At least 1,200 immigrants have been secretly detained in the last two years, and the federal government still hasn't released any information on their names and whereabouts. Thousands more deported or forced to flee "special registration" requirements, FBI interrogations, and INS raids. More than 10,000 immigrant workers have lost their jobs as a result of Operation Tarmac raids at airports, citizenship requirements for screeners, and social security "no-match letters" used to fire workers.

Despite widespread fear in their communities, participants at the forum were outspoken in condemning the policies and practices that have unjustly targeted them.

"Why is it acceptable for our government to tear families apart?" asked Theresa Allyn, a student at UC Berkeley whose mother was deported to the Philippines after 30 years in the U.S. Allyn's mother, a teacher, fell "out of status" with immigration authorities after she lost her green card during a 1999 robbery. Complications over replacing her green card status eventually led to her deportation in January 2003.

Other speakers related stories of attacks across a spectrum of ethnic communities and social sectors. Marwa Rifahie, an 18-year-old Egyptian American, described harassment at her high school from a teacher who called her a "Nazi." Former airport worker Erlinda Valencia recalled English-proficiency tests and citizenship requirements that resulted in her lay-off after 14 years as a screener at San Francisco airport. Community activists Kawal Ulanday and Rebecca Gordon described government scrutiny of their political activities--being visited by the FBI and put on a "no-fly" list for profiling at airports, respectively--that pointed to a larger "clamping down on all our freedoms."

The setting of the hearing, in a Japanese American Methodist church, held particular significance for audience members as Rev. Michael Yoshii drew parallels between the post-9/11 climate and the climate that led to World War II internment. This hearing, along with its antecedent held by the Hate Free Zone of Seattle last year, is modeled after national hearings held during the Japanese American redress movement during the 1980s.

One of the Public's Truth testimonials belonged to Alba Witkin, an 83-year-old resident of Berkeley, Calif. who worked with American Friends' Service Committee during the 1940s to help Japanese American internees eligible to leave the camps for placement at colleges and universities.
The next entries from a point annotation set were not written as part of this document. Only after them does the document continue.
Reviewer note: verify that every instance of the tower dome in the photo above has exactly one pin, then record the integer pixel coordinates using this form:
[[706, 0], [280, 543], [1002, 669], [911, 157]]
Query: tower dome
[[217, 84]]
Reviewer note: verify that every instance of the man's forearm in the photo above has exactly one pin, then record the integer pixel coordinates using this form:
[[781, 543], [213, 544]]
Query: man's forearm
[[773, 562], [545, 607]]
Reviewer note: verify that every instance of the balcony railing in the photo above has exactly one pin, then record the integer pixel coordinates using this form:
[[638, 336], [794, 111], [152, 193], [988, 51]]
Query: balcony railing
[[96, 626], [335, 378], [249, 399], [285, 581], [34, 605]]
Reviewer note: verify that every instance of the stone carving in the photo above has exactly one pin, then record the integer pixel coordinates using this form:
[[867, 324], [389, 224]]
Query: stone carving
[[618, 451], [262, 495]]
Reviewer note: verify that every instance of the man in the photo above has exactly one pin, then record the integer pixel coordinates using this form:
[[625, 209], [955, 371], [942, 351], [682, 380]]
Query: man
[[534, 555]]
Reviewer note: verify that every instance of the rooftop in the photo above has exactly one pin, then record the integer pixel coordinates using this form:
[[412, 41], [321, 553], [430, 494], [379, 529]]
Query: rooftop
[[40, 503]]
"I know that it is hard to understand why people didn't seem to react to the Japanese internment. A lot of people ask me how could average citizens sit back and let that happen," she recalled. "But a lot of people didn't know the full extent of what was happening. The press didn't report it. I think that is a commentary on the media in 1942 as well as the media today. I still don't think we're getting all the stories."